Siswa-siswa Puhua Belajar Kekayaan Budaya Tradisional di Kota Lama Banyumas

Elde Joyosemito
Para siswa juga mendapat pengenalan budaya lokal Banyumasan, salah satunya membatik. (Foto: Istimewa)

Ketika para siswa belajar di kota lama Banyumas dengan metode grounded berbasis partisipatif untuk memperoleh pengalaman langsung sejarah kota Banyumas, mereka mendapat pemaparan dari Camat Banyumas Oka Yudhistira.

“Tantangan saat ini dengan begitu derasnya budaya luar jangan sampai menggeser etika dan jatidiri generasi muda. Belajar mengenal dan memahami budaya lokal berarti berproses mencintai dan melestarikannya. Dengan latar belakang siswa Puhua yang beragam suku maupun agama, mengenalkan budaya Banyumas pada mereka yang lahir, tumbuh, dan hidup di Banyumas merupakan langkah baik yang nyata menjaga budaya sekaligus kecintaan pada asal usul kita agar tak luntur dan punah,”jelasnya.

Dari paparan itulah, kemudian para siswa membuat vlog berbahan dasar pengetahuan yang dipaparkan Oka.     

Kemudian budaya kedua adalah tembang Banyumasan yang diciptakan langsung oleh budayawan sekaligus musisi bahasa Banyumasan Koentarto. Pak Koen- sapaan akrabnya- merupakan ahli tembang yang begitu terkenal di Banyumas. 

Ia mengajak anak-anak menembang 2 lagu gubahannya yang berjudul “Banyumas Kudu maju” dan Kesenian Banyumasan”. Dari dua tembang ini setiap siswa diminta mengaransemen ulang musiknya menggunakan lirik yang dibuatnya dan direkam.     
Lalu, budaya ketiga adalah pengetahuan mengenai corak batik Banyumasan.
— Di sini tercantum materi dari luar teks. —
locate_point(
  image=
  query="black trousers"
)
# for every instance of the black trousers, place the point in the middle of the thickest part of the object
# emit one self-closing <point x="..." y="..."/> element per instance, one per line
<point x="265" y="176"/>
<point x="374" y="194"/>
Mereka dibimbing Iin Susiningsih sebagai pemateri sekaligus koordinator komunitas pembatik Pringmas, anak-anak diperkenalkan pada tiga corak sohor batik Banyumas yaitu motif serayuan, pring sedapur, dan lumbon. 
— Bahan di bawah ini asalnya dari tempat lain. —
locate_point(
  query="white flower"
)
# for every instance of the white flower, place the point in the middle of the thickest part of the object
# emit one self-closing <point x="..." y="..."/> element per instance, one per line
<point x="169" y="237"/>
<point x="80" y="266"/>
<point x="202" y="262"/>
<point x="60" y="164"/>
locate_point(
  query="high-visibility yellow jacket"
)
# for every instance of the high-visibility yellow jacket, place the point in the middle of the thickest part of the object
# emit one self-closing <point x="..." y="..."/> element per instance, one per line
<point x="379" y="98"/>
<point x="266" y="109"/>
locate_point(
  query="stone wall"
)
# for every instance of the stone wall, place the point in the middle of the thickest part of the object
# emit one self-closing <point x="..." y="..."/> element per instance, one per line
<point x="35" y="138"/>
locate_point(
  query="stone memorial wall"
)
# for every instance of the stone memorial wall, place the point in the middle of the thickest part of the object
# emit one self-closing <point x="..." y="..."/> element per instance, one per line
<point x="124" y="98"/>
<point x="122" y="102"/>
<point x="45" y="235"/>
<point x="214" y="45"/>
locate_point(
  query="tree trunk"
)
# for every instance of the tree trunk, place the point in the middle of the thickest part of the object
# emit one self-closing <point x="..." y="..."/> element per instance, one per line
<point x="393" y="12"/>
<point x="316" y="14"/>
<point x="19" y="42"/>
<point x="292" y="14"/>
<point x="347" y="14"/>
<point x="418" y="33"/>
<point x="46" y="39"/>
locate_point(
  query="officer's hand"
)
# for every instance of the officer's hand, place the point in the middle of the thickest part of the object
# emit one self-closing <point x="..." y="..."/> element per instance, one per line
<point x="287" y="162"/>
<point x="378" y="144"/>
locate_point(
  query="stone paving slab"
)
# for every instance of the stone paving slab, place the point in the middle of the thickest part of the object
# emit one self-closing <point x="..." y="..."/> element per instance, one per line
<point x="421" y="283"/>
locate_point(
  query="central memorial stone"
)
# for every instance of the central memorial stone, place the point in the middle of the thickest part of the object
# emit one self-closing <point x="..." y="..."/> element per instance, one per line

Setiap anak wajib menguji langsung bentuk corak di atas kain, dan menuliskan filosofi setiap corak yang dibuat secara detail. Karya siswa menjadi salah satu tugas pembelajaran di mapel ini. 
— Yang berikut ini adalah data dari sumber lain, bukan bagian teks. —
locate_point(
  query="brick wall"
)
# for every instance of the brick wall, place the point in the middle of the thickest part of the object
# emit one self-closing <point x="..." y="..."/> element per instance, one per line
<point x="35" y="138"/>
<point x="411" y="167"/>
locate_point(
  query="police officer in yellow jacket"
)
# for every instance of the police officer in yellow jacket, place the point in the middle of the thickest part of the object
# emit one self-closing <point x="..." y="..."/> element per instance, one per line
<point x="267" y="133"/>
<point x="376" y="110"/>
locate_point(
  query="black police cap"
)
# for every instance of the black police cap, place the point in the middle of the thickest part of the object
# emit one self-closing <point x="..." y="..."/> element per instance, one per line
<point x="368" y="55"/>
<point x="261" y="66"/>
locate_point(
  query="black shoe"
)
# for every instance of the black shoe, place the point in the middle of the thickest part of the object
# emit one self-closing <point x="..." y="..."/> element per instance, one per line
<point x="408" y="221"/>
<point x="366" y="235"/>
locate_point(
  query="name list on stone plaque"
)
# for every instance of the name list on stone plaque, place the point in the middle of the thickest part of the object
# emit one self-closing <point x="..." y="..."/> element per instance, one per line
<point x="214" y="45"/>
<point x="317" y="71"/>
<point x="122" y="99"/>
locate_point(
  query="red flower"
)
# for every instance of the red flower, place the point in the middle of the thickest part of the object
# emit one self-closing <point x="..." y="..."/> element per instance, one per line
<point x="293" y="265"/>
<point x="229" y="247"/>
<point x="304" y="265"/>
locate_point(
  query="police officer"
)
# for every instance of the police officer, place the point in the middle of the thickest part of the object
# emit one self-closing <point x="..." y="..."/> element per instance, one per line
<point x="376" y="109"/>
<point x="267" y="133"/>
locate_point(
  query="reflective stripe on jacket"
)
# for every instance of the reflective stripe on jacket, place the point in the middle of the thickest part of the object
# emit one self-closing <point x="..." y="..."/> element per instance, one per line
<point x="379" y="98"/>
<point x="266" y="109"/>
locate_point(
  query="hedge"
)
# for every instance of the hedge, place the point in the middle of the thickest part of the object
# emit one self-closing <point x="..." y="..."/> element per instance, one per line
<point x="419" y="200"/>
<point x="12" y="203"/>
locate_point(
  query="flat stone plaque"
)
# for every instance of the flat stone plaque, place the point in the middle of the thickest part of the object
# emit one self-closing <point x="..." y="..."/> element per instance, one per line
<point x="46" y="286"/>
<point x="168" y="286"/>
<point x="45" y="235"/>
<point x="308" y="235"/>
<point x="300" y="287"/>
Budaya keempat adalah Lengger Wadon dimana siswa diajak menulis karya sesuai susunan makalah ilmiah mengenai budaya ini secara terstruktur.      
Terakhir materi budaya banyumasan yang dipelajari siswa adalah permainan tradisional. Dari dua puluhan materi permainan tradisional yang diberikan pada siswa oleh Sunarto, selaku koordinator Dolanan Koena, anak-anak diajak bermain dan mengenal satu per satu tata cara permainan tersebut. 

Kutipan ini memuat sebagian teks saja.